Queste stesse facce, però, poi si rivelano figlie della stessa moda. Della stessa convenzionalità.
“E visti alla distanza non siete poi tanto diversi
Dai piccolo-borghesi che offrono champagne e fanno i generosi
Che sanno divertirsi e fanno la fortuna e la vergogna
Dei litorali più sperduti e delle grandi spiagge
Della Sardegna.
Quando è moda è moda, quando è moda è moda”.
L’uomo che parte incendiario e muore pompiere. Lo stesso individuo che inizialmente si pone in antitesi con il padrone, con il borghese, per poi farsi assorbire dai suoi stili, dai suoi vizi. Dalle sue mode. La canzone è una crescente critica a chi si fa assimilare dal Sistema, nonostante abbia gridato a più riprese di volerlo cambiare, distruggere.

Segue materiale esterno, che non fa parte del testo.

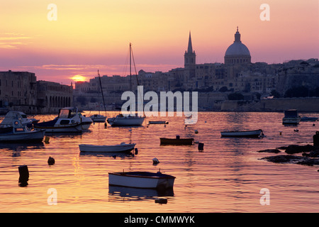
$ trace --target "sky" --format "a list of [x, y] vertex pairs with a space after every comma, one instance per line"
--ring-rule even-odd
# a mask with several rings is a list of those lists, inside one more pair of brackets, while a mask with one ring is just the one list
[[319, 57], [318, 0], [0, 0], [0, 71], [68, 85], [127, 75], [130, 43], [138, 72], [183, 67], [190, 31], [197, 64], [223, 62], [237, 26], [252, 62]]

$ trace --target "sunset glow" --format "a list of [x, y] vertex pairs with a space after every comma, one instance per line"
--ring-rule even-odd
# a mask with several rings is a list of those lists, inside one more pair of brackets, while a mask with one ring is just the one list
[[[264, 3], [270, 9], [268, 21], [259, 18]], [[48, 19], [50, 4], [57, 7], [56, 21]], [[5, 1], [0, 69], [33, 72], [38, 79], [64, 84], [76, 74], [94, 77], [99, 69], [101, 74], [123, 76], [132, 43], [138, 71], [167, 72], [183, 67], [189, 31], [197, 63], [223, 62], [237, 26], [252, 62], [318, 57], [318, 4], [317, 0]]]
[[71, 79], [75, 82], [81, 82], [81, 81], [86, 81], [87, 79], [85, 77], [81, 76], [81, 75], [75, 75], [72, 77], [71, 77]]

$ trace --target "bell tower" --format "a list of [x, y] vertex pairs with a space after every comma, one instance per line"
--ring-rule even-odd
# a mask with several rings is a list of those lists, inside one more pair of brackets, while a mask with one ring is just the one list
[[189, 45], [187, 50], [185, 50], [185, 54], [184, 55], [184, 67], [185, 69], [195, 69], [196, 65], [196, 55], [195, 51], [193, 51], [191, 31], [189, 31]]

Gaber, insieme a Luporini, si allontana da tutti i movimenti degli anni ’70. Rimane in piedi tra le rovine, a costo di andare da solo. Leopardi, con i discorsi ironici tra Moda e Morte, sottolinea ancora una volta come preferisca rimanere ancorato alle sue Tradizioni, ai suoi valori, anziché piegarsi alle mode, sorelle della morte. Quelle mode responsabili, anche loro, della caducità dei tempi e della deriva della società.
Schivi alle masse e avversi alle mode. In questa direzione (“ostinata e contraria” cantò Faber) si sono incrociate le strade di Giorgio Gaber e Giacomo Leopardi.